Éric Chacour (born November 5, 1983) is a Canadian writer from Quebec, whose debut novel Ce que je sais de toi was published in 2023.

==Biography==
Born in Montreal to immigrant parents from Egypt, he spent his childhood in both Quebec and France. He received a bachelor's degree from Paris Dauphine University and then a master's degree in applied economics and international relations from the Université de Montréal. He works in the financial sector.

He began writing Ce que je sais de toi about ten years before it was finally published in 2023. The novel won the Prix Femina des lycéens in 2023 and the Prix des cinq continents de la francophonie in 2024, and was shortlisted for the Prix littéraire des collégiens in 2024. It was also awarded the Prix des libraires and the Prix France-Québec in 2024.

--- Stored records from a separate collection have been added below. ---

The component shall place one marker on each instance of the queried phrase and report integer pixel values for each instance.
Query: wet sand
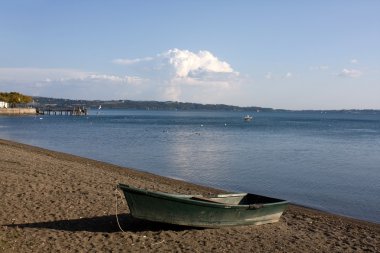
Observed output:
(55, 202)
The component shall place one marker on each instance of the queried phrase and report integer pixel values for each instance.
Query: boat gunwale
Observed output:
(186, 199)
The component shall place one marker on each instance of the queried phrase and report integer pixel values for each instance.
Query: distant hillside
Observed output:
(140, 105)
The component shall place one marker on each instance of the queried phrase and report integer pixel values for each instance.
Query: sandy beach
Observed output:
(55, 202)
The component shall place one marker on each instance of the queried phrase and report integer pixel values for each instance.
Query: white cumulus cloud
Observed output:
(183, 75)
(350, 73)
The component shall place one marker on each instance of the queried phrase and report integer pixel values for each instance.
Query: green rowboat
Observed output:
(197, 211)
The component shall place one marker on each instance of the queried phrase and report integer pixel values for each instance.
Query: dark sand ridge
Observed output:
(55, 202)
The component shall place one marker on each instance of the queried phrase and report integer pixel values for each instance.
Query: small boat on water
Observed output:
(198, 211)
(248, 117)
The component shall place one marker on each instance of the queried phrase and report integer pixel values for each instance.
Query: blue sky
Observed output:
(280, 54)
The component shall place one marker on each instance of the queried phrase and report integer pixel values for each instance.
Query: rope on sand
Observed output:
(116, 199)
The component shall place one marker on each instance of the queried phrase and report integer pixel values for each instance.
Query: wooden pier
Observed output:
(78, 111)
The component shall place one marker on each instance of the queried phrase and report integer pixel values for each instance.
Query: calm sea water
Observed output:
(328, 161)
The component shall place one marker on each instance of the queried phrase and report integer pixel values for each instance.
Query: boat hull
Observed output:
(183, 210)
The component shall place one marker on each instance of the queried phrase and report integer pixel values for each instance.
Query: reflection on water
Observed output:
(329, 161)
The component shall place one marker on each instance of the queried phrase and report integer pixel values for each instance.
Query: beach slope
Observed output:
(55, 202)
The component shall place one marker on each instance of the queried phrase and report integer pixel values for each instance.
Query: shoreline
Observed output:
(60, 202)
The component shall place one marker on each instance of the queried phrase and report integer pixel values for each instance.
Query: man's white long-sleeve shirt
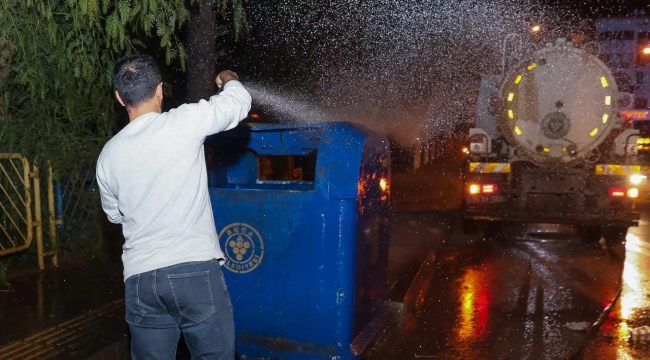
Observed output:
(152, 179)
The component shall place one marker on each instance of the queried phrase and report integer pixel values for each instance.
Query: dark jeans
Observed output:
(189, 297)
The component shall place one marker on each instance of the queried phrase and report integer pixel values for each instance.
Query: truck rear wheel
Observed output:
(615, 234)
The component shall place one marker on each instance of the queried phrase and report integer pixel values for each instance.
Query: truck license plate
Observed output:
(485, 200)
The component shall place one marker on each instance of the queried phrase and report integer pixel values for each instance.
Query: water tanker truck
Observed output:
(548, 147)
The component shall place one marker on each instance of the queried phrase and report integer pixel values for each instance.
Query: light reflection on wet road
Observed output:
(633, 309)
(516, 299)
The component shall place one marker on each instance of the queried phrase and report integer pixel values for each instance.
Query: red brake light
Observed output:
(482, 189)
(624, 192)
(617, 192)
(489, 189)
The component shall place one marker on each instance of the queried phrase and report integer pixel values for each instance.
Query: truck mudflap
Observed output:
(609, 219)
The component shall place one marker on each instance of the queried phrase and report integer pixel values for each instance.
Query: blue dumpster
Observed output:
(302, 217)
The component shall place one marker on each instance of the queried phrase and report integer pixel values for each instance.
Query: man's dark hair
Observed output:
(136, 78)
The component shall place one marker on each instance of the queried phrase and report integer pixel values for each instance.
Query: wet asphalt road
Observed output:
(512, 297)
(517, 297)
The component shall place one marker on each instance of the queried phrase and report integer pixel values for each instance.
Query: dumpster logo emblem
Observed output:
(243, 247)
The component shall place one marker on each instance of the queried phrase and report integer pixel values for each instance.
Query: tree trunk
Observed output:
(201, 53)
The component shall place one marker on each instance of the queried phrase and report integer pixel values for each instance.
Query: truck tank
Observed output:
(557, 106)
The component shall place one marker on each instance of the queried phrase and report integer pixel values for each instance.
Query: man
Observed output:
(152, 180)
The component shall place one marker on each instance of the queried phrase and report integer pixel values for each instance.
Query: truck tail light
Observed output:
(489, 189)
(478, 143)
(484, 189)
(631, 193)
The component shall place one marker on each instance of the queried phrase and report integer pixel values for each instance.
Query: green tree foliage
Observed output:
(56, 57)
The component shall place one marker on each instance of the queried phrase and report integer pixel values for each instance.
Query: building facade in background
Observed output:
(625, 48)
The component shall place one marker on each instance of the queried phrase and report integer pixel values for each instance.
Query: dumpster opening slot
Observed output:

What I Know About You, an English translation by Pablo Strauss of Ce que je sais de toi, was published in 2024 by Coach House Books in Canada and Gallic Books in the United Kingdom. It was shortlisted for several literary awards including the Giller Prize, the Dayne Ogilvie Prize, and the Atwood Gibson Writers' Trust Fiction Prize. In 2026, the novel was shortlisted for the Dublin Literary Award.

The novel has been translated into 15 languages. In 2026, both the English and French versions in the ebook and audiobook formats were selected for the One eRead Canada, making unlimited copies available from participating libraries for the month of April.